Hotels will be allowed to set aside up to 30 per cent of their rooms for smokers. But the habit will be banned from outside hospitals and schools and in children's playgrounds.
The restaurant and bar sector says the new measure will lead to some 145,000 job losses and a 10 per cent drop in income.
"This bill, like the current one, will ruin the sector," said federation president Jose Maria Rubio.
But the Health Ministry said similar bills in other countries did not lead to major job losses, bar closures or income cuts.
The commission also rejected a demand by the federation to allow them to install specially isolated rooms for smokers within their premises, as most EU countries do.
"The prohibition is going to have a big effect," said small bar Madrid owner and smoker Salvador Chacon, 34.
"It's as if this was becoming a dictatorship."
Once approved Wednesday, the legislation will then go for debate in the Senate. If the upper house introduces any changes, the bill must then go back to the lower house for final approval. The government hopes to have it in force by Jan. 2, 2011.

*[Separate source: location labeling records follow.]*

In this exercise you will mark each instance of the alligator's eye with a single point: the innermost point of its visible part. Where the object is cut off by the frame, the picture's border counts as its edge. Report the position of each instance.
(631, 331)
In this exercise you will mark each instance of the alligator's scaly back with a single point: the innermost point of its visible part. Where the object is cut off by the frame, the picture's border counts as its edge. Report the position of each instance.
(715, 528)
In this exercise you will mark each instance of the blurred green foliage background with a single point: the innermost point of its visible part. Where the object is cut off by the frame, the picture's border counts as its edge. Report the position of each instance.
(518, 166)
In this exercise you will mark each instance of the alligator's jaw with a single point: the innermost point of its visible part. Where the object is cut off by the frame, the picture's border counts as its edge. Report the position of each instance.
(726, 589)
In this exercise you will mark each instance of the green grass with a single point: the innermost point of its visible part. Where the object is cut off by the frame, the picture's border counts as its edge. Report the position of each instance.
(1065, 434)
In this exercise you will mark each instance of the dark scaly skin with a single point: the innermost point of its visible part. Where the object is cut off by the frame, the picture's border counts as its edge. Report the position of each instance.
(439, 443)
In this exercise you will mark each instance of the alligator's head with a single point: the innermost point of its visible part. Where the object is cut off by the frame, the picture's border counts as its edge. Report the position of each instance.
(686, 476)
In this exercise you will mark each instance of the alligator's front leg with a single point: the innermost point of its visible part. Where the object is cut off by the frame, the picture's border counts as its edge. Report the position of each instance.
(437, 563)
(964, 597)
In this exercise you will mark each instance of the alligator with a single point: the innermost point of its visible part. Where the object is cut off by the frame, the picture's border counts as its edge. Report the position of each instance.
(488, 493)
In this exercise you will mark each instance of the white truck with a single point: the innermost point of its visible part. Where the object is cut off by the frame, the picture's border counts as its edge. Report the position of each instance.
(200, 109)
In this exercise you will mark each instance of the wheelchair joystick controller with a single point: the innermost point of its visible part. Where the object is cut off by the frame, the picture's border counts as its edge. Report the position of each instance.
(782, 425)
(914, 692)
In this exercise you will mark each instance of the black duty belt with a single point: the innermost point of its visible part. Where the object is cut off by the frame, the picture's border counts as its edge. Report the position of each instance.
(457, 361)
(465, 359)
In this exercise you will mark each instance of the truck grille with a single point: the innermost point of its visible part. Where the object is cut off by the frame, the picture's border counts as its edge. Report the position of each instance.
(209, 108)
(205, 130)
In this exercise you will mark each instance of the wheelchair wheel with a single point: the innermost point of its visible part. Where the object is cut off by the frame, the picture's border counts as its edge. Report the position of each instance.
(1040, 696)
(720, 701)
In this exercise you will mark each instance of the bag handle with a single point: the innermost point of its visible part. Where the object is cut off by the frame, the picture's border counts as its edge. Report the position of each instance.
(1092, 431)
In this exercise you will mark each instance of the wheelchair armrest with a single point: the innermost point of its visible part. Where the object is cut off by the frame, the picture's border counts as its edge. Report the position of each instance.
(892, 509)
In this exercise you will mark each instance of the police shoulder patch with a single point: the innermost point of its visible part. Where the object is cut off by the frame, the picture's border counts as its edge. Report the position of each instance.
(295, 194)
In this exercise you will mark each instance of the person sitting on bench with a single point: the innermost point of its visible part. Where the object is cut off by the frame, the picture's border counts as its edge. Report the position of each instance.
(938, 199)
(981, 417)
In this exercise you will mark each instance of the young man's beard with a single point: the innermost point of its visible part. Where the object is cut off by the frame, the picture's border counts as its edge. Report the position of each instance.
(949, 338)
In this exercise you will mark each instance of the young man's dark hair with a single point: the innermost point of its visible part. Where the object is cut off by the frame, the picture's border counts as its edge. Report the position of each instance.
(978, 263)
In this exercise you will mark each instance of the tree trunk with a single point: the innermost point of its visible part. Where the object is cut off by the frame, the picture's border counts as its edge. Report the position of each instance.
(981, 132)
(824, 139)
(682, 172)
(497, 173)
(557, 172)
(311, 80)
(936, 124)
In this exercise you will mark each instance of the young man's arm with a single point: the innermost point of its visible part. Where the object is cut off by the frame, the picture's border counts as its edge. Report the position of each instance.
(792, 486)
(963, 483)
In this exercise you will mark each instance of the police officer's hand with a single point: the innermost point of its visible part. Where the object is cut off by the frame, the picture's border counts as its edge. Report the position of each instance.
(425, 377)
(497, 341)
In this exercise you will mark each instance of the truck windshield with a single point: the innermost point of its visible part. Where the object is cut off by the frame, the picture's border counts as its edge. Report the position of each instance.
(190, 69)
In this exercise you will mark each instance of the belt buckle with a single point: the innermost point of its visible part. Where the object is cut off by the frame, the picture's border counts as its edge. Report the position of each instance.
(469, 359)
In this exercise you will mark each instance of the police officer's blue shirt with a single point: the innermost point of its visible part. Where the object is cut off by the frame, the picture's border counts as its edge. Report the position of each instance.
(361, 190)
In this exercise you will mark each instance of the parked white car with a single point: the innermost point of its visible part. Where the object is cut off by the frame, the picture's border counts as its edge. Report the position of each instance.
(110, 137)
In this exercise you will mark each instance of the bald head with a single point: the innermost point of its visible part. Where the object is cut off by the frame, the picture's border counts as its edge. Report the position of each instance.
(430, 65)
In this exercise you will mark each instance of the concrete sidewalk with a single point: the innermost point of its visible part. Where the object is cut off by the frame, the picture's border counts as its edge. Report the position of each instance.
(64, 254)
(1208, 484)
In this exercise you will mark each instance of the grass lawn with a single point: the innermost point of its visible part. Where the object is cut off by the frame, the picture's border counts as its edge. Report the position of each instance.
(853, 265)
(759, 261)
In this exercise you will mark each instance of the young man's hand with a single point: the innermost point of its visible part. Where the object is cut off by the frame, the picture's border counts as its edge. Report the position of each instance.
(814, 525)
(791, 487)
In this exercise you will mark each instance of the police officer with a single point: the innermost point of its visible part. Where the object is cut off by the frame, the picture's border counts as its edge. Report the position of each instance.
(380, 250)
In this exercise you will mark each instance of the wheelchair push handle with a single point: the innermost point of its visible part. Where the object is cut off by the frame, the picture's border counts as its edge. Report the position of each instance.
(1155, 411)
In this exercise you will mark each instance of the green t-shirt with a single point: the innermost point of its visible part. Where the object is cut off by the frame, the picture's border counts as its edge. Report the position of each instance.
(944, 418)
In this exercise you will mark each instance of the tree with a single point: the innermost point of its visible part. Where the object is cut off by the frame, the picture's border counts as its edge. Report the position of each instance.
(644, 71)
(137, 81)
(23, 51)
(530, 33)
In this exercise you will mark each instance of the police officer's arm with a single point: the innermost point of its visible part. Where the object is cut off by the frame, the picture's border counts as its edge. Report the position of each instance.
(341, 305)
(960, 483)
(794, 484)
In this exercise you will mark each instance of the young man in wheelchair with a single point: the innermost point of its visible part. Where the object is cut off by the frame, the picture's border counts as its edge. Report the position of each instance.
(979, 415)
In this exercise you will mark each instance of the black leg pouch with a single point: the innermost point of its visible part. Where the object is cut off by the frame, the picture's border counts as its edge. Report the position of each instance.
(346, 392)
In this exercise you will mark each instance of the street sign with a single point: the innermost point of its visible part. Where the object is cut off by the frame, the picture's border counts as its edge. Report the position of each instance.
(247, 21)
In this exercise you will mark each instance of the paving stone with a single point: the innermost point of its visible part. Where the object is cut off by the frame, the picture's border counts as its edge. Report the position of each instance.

Chacon and others argue the bill could affect the key money earner of tourism given that Spain was the last country where holiday makers could go and feel free to smoke while they tasted finger snacks in a bar or ate in a restaurant.
"The rest of Europe hasn't got the charming tradition of small beers and tapas. It's out way of life and it's also what tourists look for," said Chacon.
But outgoing Health Minister Trinidad Jimenez said all was not lost for puffing drinkers as smoking will be allowed in the open-air terraces of bars.
"I don't smoke but I welcome this law," said 44-year-old Miguel Gonzalez as he sat in a Madrid bar.
"Given the time I have spent in this bar, I think I'm more of a smoker than a real smoker."
The National Committee for the Prevention of Smoking says up to 1,000 Spanish bar waiters die yearly from lung cancer.
Key exceptions to the bill will be jails, and certain areas in psychiatric institutions and retirees homes.